The method, too, has promise for fault diagnosis and RUL estimation. This work by Xiong et al. explains the effectiveness of an innovative information fusion method, based on KNN and dimensionless indicators with static discounting factor, for fault diagnosis in petrochemical rotating machinery. The researchers use evidence reasoning to process the accuracy and uncertainty of the information with the help of the K-NN algorithm and utilize static indicators and to turn the equipment’s input signals into the reliability of the structure framework. The approach, according to the paper, can drastically reduce the impact of unreliable factors in the fusion results and thus enable better decision-making in regard to maintenance planning.

As for K-NN based RUL prediction, this paper proposes a novel predictive model, which the authors call Volterra k-nearest neighbor optimally pruned extreme learning machine (OPELM) prediction model (VKOPP.) In the paper, they apply the method to insulated gate bipolar transistors RUL estimation and degradation trace identification. What they do exactly is utilize the Volterra series combined with minimum entropy rate to reconstruct phase space for the equipment’s aging samples and then use a combination of K-NN and least-squares estimation (LSE) to determine the output weights of OPELM and predict RUL.

The approach shows superior performance – a smaller error rate and higher prediction accuracy – compared to most traditional RUL estimation methods while being substantially more cost and time-efficient.

Deep Learning

Auto-Encoder. AE is a neural net that uses encoding and decoding phases when mapping inputs to outputs. At first, the input is mapped by the encoder to the model’s hidden layers, (where low-dimensional, non-linear representations of the original data points are created) and then the compressed version of the data is reconstructed back (as close to the original input as possible) by the decoder. AE training is essentially the process of tuning the model’s parameters to achieve minimal reconstruction error.

Typically combined with some other classification algorithms, AEs are utilized often for degradation process estimation as well as other PdM tasks; they provide accurate estimates of the distance between a machine’s state and its optimal, healthy condition.

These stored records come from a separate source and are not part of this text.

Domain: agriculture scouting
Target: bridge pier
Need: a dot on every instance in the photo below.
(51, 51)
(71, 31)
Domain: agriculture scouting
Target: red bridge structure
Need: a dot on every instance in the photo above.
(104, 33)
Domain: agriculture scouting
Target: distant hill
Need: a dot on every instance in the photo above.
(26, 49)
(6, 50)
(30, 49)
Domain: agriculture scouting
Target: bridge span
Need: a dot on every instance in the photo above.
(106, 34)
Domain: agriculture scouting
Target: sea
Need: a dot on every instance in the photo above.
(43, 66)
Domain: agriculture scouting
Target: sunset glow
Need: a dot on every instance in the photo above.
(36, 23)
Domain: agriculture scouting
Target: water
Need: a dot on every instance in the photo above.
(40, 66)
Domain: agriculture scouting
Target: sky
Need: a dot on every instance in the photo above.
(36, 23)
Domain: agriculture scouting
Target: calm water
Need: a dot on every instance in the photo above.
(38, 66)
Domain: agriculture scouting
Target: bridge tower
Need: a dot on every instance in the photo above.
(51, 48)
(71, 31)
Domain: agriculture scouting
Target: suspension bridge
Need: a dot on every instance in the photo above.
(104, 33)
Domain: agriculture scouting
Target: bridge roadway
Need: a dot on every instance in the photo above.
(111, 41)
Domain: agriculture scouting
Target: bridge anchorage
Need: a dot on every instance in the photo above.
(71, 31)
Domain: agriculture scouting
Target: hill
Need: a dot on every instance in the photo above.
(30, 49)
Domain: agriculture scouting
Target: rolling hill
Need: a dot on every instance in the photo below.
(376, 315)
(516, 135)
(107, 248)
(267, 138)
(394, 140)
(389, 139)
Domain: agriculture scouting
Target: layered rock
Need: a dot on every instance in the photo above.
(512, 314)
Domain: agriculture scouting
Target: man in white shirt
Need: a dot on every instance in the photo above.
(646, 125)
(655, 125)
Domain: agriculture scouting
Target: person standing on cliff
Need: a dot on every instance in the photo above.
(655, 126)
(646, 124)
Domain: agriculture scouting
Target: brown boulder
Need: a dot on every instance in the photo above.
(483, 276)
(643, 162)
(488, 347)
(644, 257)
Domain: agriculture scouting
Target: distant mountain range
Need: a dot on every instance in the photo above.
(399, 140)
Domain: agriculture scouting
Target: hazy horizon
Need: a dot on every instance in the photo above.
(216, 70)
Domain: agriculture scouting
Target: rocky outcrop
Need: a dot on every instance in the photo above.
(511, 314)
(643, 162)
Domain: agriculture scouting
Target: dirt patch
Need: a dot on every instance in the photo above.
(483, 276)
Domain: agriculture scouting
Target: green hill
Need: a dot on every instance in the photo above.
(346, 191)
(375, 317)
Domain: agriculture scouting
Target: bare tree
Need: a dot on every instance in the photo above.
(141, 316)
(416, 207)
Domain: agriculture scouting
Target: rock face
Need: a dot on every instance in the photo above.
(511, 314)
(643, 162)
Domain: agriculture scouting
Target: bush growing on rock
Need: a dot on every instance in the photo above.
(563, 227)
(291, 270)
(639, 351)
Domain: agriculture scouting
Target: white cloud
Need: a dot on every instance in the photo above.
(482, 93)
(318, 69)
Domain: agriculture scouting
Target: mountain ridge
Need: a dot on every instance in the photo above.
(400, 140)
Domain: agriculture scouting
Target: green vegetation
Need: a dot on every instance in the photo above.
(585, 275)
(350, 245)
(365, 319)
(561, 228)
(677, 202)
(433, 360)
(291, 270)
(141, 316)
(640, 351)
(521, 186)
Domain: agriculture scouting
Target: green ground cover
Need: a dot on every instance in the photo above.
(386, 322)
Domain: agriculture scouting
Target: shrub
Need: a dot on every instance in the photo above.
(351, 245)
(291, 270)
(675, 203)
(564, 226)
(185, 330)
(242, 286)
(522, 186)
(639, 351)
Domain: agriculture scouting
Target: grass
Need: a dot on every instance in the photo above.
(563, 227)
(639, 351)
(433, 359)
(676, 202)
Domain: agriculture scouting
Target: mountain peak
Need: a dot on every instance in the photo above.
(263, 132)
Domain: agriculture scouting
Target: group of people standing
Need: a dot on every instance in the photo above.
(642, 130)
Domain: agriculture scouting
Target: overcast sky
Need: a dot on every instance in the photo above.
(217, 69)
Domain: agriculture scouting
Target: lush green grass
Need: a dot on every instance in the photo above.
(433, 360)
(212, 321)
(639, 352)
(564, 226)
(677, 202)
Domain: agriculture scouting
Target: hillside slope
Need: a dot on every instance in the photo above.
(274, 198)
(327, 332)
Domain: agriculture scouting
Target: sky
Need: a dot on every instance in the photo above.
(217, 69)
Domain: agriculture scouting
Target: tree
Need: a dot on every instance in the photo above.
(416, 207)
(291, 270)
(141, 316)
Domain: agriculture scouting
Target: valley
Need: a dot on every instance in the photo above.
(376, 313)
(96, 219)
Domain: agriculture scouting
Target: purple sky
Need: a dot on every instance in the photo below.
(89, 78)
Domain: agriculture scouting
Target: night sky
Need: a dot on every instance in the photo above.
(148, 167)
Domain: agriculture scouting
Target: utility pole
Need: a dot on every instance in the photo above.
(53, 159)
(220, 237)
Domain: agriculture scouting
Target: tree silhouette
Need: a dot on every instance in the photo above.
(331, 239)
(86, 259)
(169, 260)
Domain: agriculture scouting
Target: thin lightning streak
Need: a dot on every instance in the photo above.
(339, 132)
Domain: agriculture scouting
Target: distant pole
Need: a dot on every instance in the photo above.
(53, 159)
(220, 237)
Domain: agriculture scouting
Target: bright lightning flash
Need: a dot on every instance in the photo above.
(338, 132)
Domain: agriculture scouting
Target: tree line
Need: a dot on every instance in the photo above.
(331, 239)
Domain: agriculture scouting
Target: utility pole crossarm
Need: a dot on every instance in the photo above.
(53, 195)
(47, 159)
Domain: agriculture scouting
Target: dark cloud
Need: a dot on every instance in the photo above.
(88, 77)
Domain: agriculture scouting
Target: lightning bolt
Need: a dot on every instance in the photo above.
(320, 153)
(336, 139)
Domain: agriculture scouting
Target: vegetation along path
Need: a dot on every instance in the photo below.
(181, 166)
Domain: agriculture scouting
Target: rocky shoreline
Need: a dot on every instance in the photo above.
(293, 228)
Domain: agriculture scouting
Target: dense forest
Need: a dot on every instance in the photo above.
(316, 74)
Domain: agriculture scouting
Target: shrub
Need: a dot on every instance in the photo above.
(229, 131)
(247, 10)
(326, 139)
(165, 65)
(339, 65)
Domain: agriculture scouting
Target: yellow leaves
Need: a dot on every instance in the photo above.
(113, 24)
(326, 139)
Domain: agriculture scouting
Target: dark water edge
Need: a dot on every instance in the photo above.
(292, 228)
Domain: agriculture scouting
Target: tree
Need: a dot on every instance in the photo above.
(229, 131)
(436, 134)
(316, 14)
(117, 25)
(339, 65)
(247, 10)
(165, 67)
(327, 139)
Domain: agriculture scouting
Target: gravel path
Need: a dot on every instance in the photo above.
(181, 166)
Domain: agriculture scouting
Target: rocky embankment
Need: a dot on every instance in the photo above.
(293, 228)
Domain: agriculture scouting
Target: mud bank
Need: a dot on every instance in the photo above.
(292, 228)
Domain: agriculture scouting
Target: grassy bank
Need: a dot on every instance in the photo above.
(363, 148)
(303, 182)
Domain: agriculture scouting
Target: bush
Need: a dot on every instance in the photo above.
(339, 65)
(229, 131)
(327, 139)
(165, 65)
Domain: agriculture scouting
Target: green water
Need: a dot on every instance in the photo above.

Here described is an AE-based method for machinery fault detection: a deep learning model is trained to choose impulse responses automatically from long-term vibration signals and then the health index ( based on the Cosine distance measure) is utilized to determine the similarity between dynamic feature vectors.

The method has helped the researchers identify early the indicators of gradual degradation of equipment and, unlike many similar approaches, it performs well under time-varying conditions.

And here, a stacked sparse autoencoder method (combined with a logistic regression operation) is proposed as an effective method for RUL prediction in aircraft engines. The AE’s role is to extract useful features (in terms of performance degradation measurement) from multi-sensor data with complex correlations and fuse them through multilayer self-learning. The logistic regression is then employed to calculate the remaining useful life of the equipment and, as per the paper, the algorithm can reach up to 83% prediction accuracy.

Recurrent neural networks. RNNs, the classic ones and their enhanced versions (LSTMs, GRUs, etc.) have been designed specifically to process sequential data. They build connections between their hidden units and preserve information from previous inputs.

These networks’ unique architecture makes them suitable for fault diagnoses and RUL estimations; RNNs are superior to almost all other methods used for sequence learning problems.

In this paper, the researchers use a deep recurrent neural network for fault diagnosis in rotating machinery. The model is created by grouping together stacks of recurrent hidden layers and trained to extract features automatically from spectrum sequences (that have been fed to it as input.) Afterward, a softmax classification algorithm is applied for fault identification. The method shows better performance compared to other intelligent fault prediction techniques.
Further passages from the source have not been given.